Ahora que el cielo, de un momento a otro, se encapotó y largó su aguacero, los
recuerdos empezaron a lloverle sobre el alma y le inunda la tristeza al pensar en
su hijo Andrecito, quien le pidió encarecidamente le comprara aquel libro de Termodinámica
que necesitaba para poder entender las materias de esa complicada
ingeniería. Él sabía que aquella adquisición era muy importante para que su hijo
se afianzara en la carrera en la universidad, esa institución que él, analfabeto,
nombraba casi con unción.

María, su esposa, no pudo concebir más hijos por un severo problema renal, pero
un hijo era un gran regalo de Dios y no entendía que hubiera tantos hombres
sembrando niños por la vida sin preocuparse de ellos.

Recordaba las reuniones de apoderados en la escuela básica donde concurría su
hijo, donde escuchaba a los orientadores hablar sobre el maltrato infantil, "que
hijos de padres castigadores serán padres castigadores" y él pensaba – para sus
adentros, pues no se atrevía a hablar en público - que hay seres en la vida que
pueden arrancarle a uno de las garras de la violencia y esos seres fueron su
madre, su mujer y su bien ganado fruto de amor: Andrés hijo.
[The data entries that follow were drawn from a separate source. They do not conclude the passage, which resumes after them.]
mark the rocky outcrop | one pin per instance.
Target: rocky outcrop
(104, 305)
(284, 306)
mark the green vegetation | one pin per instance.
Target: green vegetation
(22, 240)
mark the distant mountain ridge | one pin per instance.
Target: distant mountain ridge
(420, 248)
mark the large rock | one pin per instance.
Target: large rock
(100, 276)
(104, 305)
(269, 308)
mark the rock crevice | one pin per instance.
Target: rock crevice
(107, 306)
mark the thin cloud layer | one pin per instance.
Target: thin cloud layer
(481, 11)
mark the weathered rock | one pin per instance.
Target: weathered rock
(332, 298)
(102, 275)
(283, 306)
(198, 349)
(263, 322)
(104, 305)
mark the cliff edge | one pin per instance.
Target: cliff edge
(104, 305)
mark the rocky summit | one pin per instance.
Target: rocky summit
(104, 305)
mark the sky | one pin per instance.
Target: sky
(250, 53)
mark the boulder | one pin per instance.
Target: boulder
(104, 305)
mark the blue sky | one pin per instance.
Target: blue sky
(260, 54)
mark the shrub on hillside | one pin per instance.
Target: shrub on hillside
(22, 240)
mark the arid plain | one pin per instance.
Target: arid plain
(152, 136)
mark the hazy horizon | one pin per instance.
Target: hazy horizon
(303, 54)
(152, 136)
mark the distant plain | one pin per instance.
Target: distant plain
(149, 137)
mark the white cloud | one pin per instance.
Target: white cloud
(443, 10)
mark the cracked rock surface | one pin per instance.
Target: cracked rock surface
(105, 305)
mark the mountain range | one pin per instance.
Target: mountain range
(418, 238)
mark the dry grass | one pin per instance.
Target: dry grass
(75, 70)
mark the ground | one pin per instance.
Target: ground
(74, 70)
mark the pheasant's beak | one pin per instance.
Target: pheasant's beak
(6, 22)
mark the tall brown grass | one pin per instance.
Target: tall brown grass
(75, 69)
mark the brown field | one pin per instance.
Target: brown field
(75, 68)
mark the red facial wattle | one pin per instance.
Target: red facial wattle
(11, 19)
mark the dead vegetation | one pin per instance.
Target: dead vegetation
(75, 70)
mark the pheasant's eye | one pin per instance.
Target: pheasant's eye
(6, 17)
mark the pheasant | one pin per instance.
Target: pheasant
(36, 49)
Ahora esta lluvia le impedía ganar el dinero para satisfacer la necesidad de su
niño, como él o llamaba, pues, las dueñas de casa no salían a requerir sus servicios.

Giró en redondo en su vieja bicicleta y comenzó el retorno a casa, la lluvia golpeaba
su rostro moreno por la constate exposición al sol y a los elementos. Sentía
la cara mojada y entre tanto goterón los sollozos surgían calientes mientras
sentía el corazón oprimido por tanta nube negra. ¡Mierda – decía – esta jodida
lluvia no me dejará trabajar hoy y no podré a fin de mes comprar el libro para mi
hijo!

Mientras pedaleaba con furia – así como antaño movía la polea para afilar los
cuchillos pensando en matar – sentía que sus ojos también tenían una lluvia
desatada.

Hipaba estruendosamente y rugía: ¡Carajo! ¡Malhaya mi suerte que no me permite
trabajar! ¡Detente lluvia que no dejas ver el camino!, pero hacía mucho rato
que ya había escampado.

Siguió pedaleando y hablando para sí mismo, pero esta vez sólo dijo: ¡No importa,
mañana saldrá el sol! y una vez más, en su larga existencia, se sintió fortale-cido.